“We were just talking about this the other day,” says Greg Hoy, president of Happy Cog Studios, a boutique web development and design firm based in Center City. “Cost is always a concern with nonprofits,” he says.
Challenges and Innovations in Nonprofit Web Design
Happy Cog President Greg Hoy will moderate a panel discussion with local nonprofit technology leaders discussing the unique challenges and opportunities found in planning, creating, and launching nonprofit web initiatives.
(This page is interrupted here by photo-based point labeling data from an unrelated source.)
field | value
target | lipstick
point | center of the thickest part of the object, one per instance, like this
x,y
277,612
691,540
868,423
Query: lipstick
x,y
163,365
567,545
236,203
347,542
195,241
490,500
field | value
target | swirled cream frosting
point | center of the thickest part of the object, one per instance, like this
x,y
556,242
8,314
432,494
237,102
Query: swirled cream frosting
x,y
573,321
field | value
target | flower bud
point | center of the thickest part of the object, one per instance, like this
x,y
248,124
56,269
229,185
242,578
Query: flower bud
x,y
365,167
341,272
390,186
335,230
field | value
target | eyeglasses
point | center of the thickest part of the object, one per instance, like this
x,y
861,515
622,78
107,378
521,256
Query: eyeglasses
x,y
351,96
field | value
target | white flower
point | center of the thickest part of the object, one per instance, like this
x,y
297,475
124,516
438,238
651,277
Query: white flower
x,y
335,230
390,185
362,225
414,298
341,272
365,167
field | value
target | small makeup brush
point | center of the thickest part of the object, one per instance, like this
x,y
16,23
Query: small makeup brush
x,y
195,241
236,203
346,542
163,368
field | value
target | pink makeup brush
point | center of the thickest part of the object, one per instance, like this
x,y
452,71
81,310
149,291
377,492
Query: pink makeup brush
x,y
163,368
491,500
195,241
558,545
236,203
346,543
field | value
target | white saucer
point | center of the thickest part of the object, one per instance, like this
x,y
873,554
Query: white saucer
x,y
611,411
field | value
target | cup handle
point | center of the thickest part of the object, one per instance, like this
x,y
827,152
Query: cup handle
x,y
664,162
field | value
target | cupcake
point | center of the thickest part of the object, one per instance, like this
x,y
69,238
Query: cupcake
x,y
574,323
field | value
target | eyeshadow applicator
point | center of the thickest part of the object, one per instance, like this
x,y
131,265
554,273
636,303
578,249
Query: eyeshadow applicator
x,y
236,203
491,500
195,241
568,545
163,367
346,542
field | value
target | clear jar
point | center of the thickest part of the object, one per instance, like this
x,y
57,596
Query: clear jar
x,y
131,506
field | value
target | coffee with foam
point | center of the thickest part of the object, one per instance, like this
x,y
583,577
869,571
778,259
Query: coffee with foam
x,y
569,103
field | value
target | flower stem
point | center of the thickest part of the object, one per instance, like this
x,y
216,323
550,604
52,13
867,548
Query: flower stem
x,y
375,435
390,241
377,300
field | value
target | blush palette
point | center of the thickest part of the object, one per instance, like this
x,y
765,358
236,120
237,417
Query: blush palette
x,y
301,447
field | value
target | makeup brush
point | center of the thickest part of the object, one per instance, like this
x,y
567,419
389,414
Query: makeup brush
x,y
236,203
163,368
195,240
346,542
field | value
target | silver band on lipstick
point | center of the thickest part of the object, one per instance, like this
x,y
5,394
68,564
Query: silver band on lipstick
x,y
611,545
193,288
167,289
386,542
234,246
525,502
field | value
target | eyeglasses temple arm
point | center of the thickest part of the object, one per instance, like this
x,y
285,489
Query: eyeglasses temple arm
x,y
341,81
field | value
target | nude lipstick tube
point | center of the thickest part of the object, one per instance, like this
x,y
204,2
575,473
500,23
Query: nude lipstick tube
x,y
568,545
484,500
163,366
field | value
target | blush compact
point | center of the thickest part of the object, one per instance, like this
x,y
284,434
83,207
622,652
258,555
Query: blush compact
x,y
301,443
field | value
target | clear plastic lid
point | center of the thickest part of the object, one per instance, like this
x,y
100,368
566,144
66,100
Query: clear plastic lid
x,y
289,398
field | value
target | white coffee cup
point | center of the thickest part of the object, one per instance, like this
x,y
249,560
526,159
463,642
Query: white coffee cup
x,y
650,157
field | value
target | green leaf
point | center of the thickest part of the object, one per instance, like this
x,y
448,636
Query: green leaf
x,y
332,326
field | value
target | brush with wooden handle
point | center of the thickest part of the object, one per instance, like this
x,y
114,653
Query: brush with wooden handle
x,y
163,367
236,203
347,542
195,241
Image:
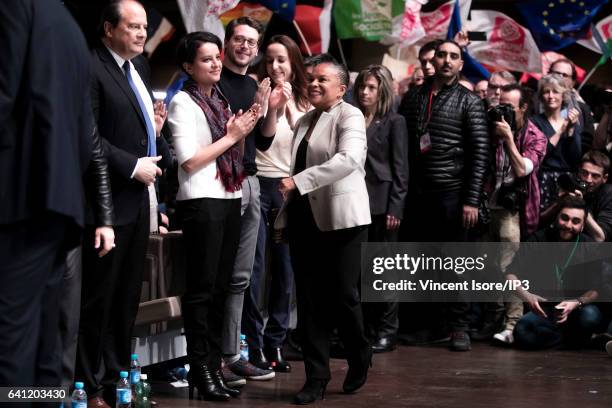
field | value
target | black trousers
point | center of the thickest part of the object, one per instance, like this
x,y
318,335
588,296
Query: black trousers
x,y
440,216
327,273
211,233
272,258
381,318
109,303
32,255
69,310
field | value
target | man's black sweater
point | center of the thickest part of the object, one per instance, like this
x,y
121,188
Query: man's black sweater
x,y
240,92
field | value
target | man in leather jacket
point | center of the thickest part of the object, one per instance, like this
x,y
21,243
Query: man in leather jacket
x,y
449,139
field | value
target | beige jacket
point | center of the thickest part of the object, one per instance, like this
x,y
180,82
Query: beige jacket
x,y
334,174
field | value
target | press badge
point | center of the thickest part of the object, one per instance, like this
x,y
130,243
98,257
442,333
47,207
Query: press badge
x,y
425,142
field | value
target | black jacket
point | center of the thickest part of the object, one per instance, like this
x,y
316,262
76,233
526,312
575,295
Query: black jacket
x,y
459,154
45,113
97,184
123,132
387,165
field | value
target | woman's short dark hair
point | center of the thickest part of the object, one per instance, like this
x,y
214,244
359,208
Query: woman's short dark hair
x,y
385,88
244,20
188,46
569,201
340,69
298,81
111,14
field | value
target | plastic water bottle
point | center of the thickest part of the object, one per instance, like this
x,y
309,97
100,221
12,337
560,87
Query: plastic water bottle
x,y
244,348
124,391
134,369
79,397
143,391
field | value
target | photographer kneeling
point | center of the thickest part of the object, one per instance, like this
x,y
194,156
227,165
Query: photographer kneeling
x,y
590,183
514,194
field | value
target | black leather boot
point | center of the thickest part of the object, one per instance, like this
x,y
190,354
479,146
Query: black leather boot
x,y
358,371
218,377
275,356
201,377
259,360
310,392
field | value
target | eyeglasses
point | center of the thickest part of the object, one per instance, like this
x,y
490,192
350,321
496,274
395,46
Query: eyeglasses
x,y
443,54
566,218
239,40
563,74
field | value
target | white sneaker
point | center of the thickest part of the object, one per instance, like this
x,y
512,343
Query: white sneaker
x,y
609,347
505,337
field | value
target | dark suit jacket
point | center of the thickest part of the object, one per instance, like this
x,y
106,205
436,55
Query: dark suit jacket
x,y
387,165
45,111
123,130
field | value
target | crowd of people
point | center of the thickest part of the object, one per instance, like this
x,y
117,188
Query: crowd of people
x,y
279,173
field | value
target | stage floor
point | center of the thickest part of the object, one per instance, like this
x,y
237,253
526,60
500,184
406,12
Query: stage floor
x,y
423,377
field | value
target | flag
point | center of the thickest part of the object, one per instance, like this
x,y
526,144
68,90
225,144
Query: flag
x,y
369,19
203,15
162,32
436,22
407,28
558,23
284,8
314,21
471,68
599,34
509,45
546,60
607,53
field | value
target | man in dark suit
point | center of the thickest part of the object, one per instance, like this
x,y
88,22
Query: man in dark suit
x,y
45,144
130,127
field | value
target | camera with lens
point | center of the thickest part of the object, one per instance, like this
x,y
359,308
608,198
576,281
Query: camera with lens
x,y
505,111
512,197
571,183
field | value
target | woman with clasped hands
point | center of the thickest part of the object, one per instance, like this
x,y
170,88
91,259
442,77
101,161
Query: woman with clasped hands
x,y
326,212
208,141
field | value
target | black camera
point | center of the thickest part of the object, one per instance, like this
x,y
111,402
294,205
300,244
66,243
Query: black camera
x,y
511,197
571,183
503,110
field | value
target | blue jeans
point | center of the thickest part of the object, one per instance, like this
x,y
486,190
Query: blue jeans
x,y
278,300
534,332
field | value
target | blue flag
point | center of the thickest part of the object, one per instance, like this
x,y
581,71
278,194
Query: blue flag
x,y
472,69
284,8
558,23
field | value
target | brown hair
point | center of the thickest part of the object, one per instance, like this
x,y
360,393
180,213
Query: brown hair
x,y
385,88
598,159
298,80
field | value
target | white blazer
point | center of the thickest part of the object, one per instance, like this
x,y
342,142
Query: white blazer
x,y
334,178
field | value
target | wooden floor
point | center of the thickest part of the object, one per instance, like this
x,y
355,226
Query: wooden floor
x,y
424,377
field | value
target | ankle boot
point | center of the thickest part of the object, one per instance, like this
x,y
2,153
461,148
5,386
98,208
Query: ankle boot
x,y
275,356
358,372
310,392
218,377
200,377
259,360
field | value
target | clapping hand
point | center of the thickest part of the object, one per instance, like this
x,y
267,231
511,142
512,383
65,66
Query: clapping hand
x,y
241,124
161,113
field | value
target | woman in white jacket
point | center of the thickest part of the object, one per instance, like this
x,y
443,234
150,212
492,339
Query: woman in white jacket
x,y
327,213
208,142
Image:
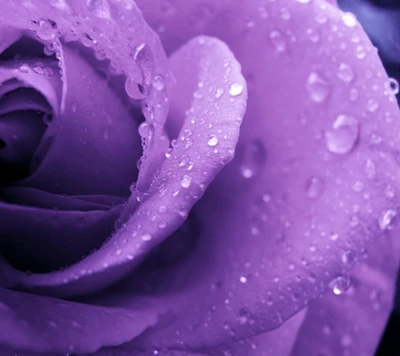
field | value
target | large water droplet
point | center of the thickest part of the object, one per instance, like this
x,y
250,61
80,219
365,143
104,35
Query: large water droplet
x,y
388,219
254,156
317,87
340,285
343,136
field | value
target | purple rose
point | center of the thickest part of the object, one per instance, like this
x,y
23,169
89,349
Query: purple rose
x,y
255,218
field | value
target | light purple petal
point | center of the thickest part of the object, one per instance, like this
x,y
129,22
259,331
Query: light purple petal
x,y
314,178
42,324
206,142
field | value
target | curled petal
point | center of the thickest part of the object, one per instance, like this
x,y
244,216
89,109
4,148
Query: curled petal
x,y
207,139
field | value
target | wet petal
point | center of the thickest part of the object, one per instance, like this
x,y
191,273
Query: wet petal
x,y
353,322
207,138
41,324
315,172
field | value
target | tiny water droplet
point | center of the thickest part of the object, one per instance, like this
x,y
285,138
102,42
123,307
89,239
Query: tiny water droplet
x,y
394,86
46,29
370,169
317,87
158,82
345,73
344,134
314,187
186,181
278,41
388,219
132,89
349,19
236,89
146,237
372,105
212,140
340,285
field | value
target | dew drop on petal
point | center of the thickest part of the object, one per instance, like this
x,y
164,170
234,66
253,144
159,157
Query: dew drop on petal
x,y
317,87
132,89
158,82
349,19
340,285
314,187
47,29
388,220
146,237
372,105
212,140
345,73
394,86
278,41
236,89
186,181
343,136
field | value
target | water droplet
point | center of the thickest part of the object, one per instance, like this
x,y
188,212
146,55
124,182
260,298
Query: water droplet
x,y
370,169
158,82
47,29
212,140
132,89
340,285
146,237
312,35
314,187
344,134
186,181
349,19
285,13
243,279
317,87
345,73
394,86
346,340
388,219
278,41
360,52
236,89
254,156
358,186
349,257
372,105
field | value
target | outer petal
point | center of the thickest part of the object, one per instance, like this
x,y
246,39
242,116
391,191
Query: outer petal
x,y
352,323
309,196
40,324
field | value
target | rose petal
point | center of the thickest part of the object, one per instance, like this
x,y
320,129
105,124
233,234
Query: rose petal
x,y
207,138
64,236
380,23
42,324
299,194
89,131
353,322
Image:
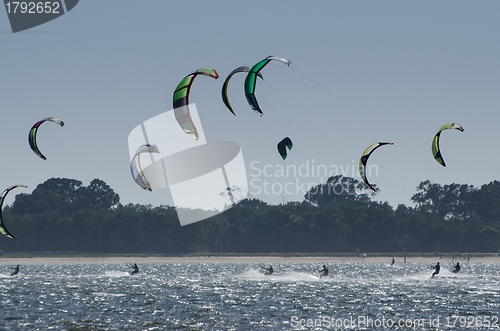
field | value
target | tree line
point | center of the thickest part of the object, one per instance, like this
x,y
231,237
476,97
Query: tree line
x,y
63,216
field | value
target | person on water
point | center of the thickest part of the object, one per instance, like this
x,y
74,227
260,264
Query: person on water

When: Thu., April 28, 12:00-1:00 p.m.
Though nonprofits aren’t a sole focus — the firm works with businesses and technology companies, too — they are an important part of the business mix. The firm is currently working with the United States Holocaust Memorial Museum, and has previously worked for the Posse Foundation, Amnesty International USA and the local Greater Philadelphia Tourism Marketing Corporation.
Though the company lists on its project planner that web development projects start at $100,000, the company chooses the clients it works with and the rates that it charges on a project-to-project basis.
“[Nonprofits are] not the most lucractive,” for a web shop to pursue, he says. “But we like to partner with organizations that, through the work that we do, helps them do important work.”
That much is clear from Happy Cog’s nonprofit clientele. [Full Disclosure: Happy Cog and Technically Media, Inc. have partnered on contract work with the National Constitution Center.]
So, how does a nonprofit employee explain to his or her higher-ups that a redesign is worth the investment?
Hoy says that it’s about pitching the idea that a solid, open-source content management system — the back-end technology — can help to streamline operations and keep a web investment lasting years down the road, as employees who originally governed a redesign process leave for new endeavors.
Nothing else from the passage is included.